Dee, December 01, 2005 - 12:50 pm UTC
This was great!!!
I simply am amazed at how easy this ended up being.
Just knowing rtrim took away character sets is worth never forgetting. WOW!!
is this the same with character??
A reader, January 01, 2006 - 4:18 am UTC
Hi,
I have this table.
select * from pcbq2;
YEAR MONTH_YEAR PROJ_NAME ERROR_TYPE
----- ---------- --------- ----------------------
2004 06-04 NEO Short/Open :
2004 06-04 NEO Drill table/data :
2004 06-04 NEO Milling table/data :
2004 06-04 NEO All Gerber file :
4 rows selected.
I want to remove ':' from error_type column. How can i do that? Just went tru all the reviews and finally came out with this.
select case when
replace( trim(translate( substr( error_type, instr(rtrim(error_type),'',-1)+1 ), ':','')), '0', '' ) is null
then substr( error_type, 1, instr(rtrim(error_type),'',-1) )
else error_type
end error_type
from pcbq2;
But unfortunately nothing came out. I think I misunderstood the concept.Can somebody please help me out?

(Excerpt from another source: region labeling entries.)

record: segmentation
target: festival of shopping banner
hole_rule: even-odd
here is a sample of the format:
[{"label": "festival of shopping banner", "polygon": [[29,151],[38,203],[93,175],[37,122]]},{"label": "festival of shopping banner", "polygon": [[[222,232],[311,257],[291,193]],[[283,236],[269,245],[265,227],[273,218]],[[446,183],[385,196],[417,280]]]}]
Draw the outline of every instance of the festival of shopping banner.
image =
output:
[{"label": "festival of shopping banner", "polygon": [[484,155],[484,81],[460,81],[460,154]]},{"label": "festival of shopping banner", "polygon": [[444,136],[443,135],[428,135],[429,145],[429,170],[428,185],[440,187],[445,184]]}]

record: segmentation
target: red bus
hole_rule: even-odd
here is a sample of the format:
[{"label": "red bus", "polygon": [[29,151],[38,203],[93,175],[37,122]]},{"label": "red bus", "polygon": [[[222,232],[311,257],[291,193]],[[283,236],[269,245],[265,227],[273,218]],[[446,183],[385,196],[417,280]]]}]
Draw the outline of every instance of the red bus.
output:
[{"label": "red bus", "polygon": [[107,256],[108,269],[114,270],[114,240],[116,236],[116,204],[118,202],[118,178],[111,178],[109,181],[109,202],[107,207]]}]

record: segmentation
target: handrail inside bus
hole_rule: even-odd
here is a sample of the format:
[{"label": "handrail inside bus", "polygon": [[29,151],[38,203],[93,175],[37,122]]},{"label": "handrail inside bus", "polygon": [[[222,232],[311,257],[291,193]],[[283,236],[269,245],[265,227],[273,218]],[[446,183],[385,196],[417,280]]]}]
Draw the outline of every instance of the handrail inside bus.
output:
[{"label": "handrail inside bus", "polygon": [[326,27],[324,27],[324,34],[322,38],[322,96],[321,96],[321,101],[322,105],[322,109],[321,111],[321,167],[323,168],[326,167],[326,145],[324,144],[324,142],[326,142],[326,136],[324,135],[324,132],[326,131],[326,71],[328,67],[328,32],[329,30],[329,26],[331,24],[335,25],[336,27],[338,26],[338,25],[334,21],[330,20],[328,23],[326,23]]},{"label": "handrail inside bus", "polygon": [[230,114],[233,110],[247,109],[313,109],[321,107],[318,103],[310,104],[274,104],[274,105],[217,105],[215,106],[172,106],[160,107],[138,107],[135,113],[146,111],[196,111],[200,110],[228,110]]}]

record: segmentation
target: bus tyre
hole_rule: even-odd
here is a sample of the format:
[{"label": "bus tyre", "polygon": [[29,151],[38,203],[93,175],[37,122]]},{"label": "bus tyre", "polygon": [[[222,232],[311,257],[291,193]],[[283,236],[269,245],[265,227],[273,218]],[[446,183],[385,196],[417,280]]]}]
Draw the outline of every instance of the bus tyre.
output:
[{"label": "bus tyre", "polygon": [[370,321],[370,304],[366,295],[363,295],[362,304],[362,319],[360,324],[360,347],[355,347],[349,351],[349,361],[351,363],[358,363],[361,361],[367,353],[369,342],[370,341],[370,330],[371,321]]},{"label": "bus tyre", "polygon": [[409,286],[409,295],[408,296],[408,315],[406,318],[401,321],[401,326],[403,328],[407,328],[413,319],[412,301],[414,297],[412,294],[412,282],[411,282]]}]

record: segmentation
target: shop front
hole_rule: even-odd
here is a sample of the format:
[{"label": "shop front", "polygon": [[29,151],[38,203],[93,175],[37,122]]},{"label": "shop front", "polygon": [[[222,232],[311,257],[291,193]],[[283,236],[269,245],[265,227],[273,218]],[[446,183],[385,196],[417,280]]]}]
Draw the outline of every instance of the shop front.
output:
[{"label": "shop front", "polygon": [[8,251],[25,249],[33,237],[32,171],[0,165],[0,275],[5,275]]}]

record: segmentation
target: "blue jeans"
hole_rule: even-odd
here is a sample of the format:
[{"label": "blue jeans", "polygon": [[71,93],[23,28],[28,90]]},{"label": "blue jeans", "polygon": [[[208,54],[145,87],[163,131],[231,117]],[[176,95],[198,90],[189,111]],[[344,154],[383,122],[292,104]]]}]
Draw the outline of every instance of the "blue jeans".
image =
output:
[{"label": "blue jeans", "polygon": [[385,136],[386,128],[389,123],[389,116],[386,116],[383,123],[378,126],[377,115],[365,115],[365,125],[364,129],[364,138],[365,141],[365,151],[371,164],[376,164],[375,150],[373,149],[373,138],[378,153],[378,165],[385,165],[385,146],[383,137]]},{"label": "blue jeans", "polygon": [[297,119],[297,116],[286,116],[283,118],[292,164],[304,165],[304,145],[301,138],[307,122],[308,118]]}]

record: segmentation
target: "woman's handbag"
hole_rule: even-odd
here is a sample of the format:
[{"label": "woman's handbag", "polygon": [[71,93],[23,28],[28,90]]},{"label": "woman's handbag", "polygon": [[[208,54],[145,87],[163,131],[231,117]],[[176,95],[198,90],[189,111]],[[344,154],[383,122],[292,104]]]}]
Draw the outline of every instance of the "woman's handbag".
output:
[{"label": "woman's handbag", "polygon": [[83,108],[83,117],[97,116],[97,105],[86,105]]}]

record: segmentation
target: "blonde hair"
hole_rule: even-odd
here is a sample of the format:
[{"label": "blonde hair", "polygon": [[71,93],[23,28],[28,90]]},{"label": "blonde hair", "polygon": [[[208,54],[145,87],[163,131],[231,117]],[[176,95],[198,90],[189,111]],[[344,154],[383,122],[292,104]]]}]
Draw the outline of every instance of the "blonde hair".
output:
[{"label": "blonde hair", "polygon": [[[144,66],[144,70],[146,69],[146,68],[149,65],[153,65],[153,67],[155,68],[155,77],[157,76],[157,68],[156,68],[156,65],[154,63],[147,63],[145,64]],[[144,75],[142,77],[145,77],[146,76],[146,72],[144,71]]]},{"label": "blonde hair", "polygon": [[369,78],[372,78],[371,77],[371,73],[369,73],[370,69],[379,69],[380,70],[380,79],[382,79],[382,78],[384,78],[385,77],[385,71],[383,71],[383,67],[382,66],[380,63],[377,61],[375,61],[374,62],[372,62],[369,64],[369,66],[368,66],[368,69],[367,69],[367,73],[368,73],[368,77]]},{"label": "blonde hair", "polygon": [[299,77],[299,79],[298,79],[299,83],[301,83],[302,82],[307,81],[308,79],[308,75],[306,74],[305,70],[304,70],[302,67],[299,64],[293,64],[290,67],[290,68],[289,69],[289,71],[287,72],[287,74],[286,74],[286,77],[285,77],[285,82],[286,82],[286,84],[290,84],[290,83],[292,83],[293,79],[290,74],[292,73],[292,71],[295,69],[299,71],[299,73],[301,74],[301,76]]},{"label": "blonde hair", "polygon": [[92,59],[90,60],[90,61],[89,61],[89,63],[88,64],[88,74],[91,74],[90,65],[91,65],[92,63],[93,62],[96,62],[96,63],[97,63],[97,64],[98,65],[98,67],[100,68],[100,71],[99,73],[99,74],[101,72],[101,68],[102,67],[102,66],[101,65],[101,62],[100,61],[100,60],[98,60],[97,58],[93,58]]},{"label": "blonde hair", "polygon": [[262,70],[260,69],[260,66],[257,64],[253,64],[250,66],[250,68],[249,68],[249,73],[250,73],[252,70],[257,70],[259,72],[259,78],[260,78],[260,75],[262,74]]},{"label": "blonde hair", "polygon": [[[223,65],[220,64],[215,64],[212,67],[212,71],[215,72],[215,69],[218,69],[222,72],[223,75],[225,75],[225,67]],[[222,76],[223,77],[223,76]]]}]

Thanks for your help in advance.
January 01, 2006 - 11:06 am UTC
why not just
replace( error_type, ':', '' )
??
u r great!
A reader, January 01, 2006 - 9:57 pm UTC
yeah, i should think of that. You are totally awesome!!

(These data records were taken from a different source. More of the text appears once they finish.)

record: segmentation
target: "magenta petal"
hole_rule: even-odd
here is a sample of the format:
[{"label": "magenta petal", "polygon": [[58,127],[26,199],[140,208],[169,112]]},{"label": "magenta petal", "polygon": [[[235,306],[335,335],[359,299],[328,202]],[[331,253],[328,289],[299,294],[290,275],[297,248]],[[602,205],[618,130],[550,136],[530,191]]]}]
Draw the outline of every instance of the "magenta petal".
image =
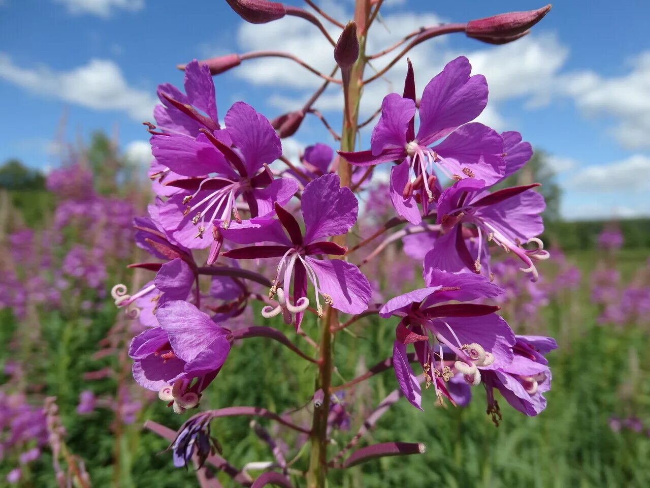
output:
[{"label": "magenta petal", "polygon": [[196,139],[182,134],[156,135],[150,142],[158,162],[179,174],[202,176],[226,170],[224,156],[203,134]]},{"label": "magenta petal", "polygon": [[195,59],[185,65],[185,71],[184,84],[188,103],[217,122],[214,83],[210,68],[207,64],[200,63]]},{"label": "magenta petal", "polygon": [[428,275],[436,268],[451,273],[468,271],[456,249],[456,233],[460,231],[458,226],[441,235],[436,241],[433,249],[424,256],[425,282],[434,283],[428,278]]},{"label": "magenta petal", "polygon": [[543,232],[541,213],[545,208],[544,197],[531,189],[499,203],[477,208],[475,215],[513,242],[518,239],[525,243]]},{"label": "magenta petal", "polygon": [[291,241],[285,234],[280,221],[276,219],[260,217],[244,221],[240,224],[233,221],[228,228],[220,228],[219,232],[224,239],[237,244],[275,242],[291,245]]},{"label": "magenta petal", "polygon": [[482,124],[459,127],[433,149],[441,158],[437,164],[460,178],[471,175],[489,185],[505,174],[503,138]]},{"label": "magenta petal", "polygon": [[467,302],[479,298],[494,298],[504,293],[499,285],[473,273],[447,273],[425,267],[424,278],[430,286],[441,288],[426,301],[426,306],[450,300]]},{"label": "magenta petal", "polygon": [[406,156],[406,150],[404,148],[387,149],[376,156],[372,156],[372,152],[370,150],[354,152],[345,151],[337,151],[337,152],[350,164],[355,166],[374,166],[382,163],[400,161]]},{"label": "magenta petal", "polygon": [[328,172],[330,165],[334,157],[334,150],[324,144],[315,144],[305,150],[303,159],[320,172]]},{"label": "magenta petal", "polygon": [[[437,216],[436,223],[441,224],[443,218],[452,210],[456,211],[459,206],[469,206],[469,202],[474,192],[479,191],[485,187],[485,182],[482,180],[476,180],[467,178],[456,182],[453,185],[445,189],[445,191],[438,198],[436,203]],[[468,195],[469,194],[469,195]],[[460,206],[461,197],[465,196],[465,204]],[[456,213],[456,211],[453,212]]]},{"label": "magenta petal", "polygon": [[454,375],[447,383],[447,391],[458,407],[467,407],[472,400],[472,388],[465,382],[462,375]]},{"label": "magenta petal", "polygon": [[263,217],[274,211],[276,202],[284,205],[298,191],[298,182],[292,178],[280,178],[262,189],[254,189],[253,195],[257,202],[257,215]]},{"label": "magenta petal", "polygon": [[470,77],[472,67],[463,56],[447,63],[432,79],[420,102],[417,139],[428,146],[476,118],[488,104],[488,83],[482,75]]},{"label": "magenta petal", "polygon": [[171,385],[185,375],[185,362],[177,358],[167,360],[153,354],[133,363],[133,379],[137,383],[152,391]]},{"label": "magenta petal", "polygon": [[423,260],[426,253],[433,249],[439,236],[440,232],[437,231],[418,232],[406,236],[402,239],[404,254],[418,261]]},{"label": "magenta petal", "polygon": [[347,232],[357,221],[359,203],[352,191],[340,187],[338,175],[324,174],[305,187],[301,200],[306,244]]},{"label": "magenta petal", "polygon": [[393,345],[393,368],[404,397],[413,407],[422,410],[422,390],[406,355],[406,346],[396,340]]},{"label": "magenta petal", "polygon": [[134,337],[129,346],[129,357],[144,359],[160,351],[169,342],[167,332],[160,327],[151,327]]},{"label": "magenta petal", "polygon": [[515,334],[506,321],[496,314],[481,317],[448,317],[445,322],[453,330],[453,334],[441,320],[434,321],[433,328],[449,344],[458,347],[458,338],[461,346],[476,342],[494,355],[494,362],[484,369],[503,368],[512,362]]},{"label": "magenta petal", "polygon": [[498,380],[499,391],[510,406],[530,416],[534,416],[546,407],[546,400],[540,394],[531,397],[521,383],[514,377],[499,371],[495,372]]},{"label": "magenta petal", "polygon": [[417,202],[412,195],[405,198],[402,195],[408,181],[409,165],[406,159],[391,168],[389,191],[393,206],[398,215],[417,225],[422,223],[422,215]]},{"label": "magenta petal", "polygon": [[180,258],[163,264],[153,280],[156,288],[164,293],[164,301],[187,299],[194,282],[194,271]]},{"label": "magenta petal", "polygon": [[359,268],[341,260],[305,259],[318,277],[320,293],[332,298],[332,306],[346,314],[360,314],[370,302],[370,283]]},{"label": "magenta petal", "polygon": [[[228,332],[218,327],[207,314],[186,301],[168,302],[158,308],[156,317],[169,336],[177,357],[188,363],[204,365],[211,361],[209,370],[221,366],[230,351]],[[200,366],[200,367],[202,367]]]},{"label": "magenta petal", "polygon": [[517,340],[532,346],[541,354],[546,354],[558,348],[558,343],[552,337],[546,336],[517,336]]},{"label": "magenta petal", "polygon": [[382,115],[372,129],[370,147],[372,156],[379,156],[385,149],[406,147],[406,131],[409,122],[415,115],[415,102],[391,93],[382,102]]},{"label": "magenta petal", "polygon": [[226,114],[225,122],[233,143],[244,156],[249,175],[282,155],[280,137],[270,122],[250,105],[243,102],[233,104]]},{"label": "magenta petal", "polygon": [[411,305],[419,303],[429,295],[436,293],[438,289],[437,286],[430,286],[399,295],[386,302],[379,311],[379,315],[384,318],[387,318],[393,315],[404,316],[410,310]]},{"label": "magenta petal", "polygon": [[515,131],[502,132],[503,137],[503,152],[506,156],[506,172],[503,177],[508,178],[514,174],[532,157],[532,146],[530,142],[521,141],[521,134]]}]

rtrim for a character string with '_'
Naresh, March 15, 2006 - 10:02 am UTC
Hi Tom,
Slightly different question (not trimming number but a string) -
I want to remove trailing pattern '_tas_d' from some strings.
In the below statements, why does the additional t vanish from 'account_tas_d' and 'agreement_tas_d':
SQL> select rtrim('address_name_tas_d', '_tas_d') from dual;
RTRIM('ADDRE
------------
address_name
SQL> select rtrim('account_tas_d', '_tas_d') from dual;
RTRIM(
------
accoun
SQL> select rtrim('agreement_tas_d', '_tas_d') from dual;
RTRIM('A
--------
agreemen
Thanks,
Naresh.
March 15, 2006 - 5:09 pm UTC
rtrim looks at the SET of characters "_tas_d"
ops$tkyte@ORA10GR2> select rtrim('address_name_tas_d', '_tas_d'),
2 rtrim('address_name_tas_d', 'd_sat' )
3 from dual;
RTRIM('ADDRE RTRIM('ADDRE
------------ ------------
address_name address_name
if you want to remove the trailing STRING _tas_d, you might use:
case when COL like '%\_tas\_d' escape '\'
then substr( COL, 1, length(col)-6)
else COL
end
Thank You!
Naresh, March 17, 2006 - 7:23 am UTC
Thank You Tom, the "case" works.
I encountered the escape syntax for the first time - very useful to know this.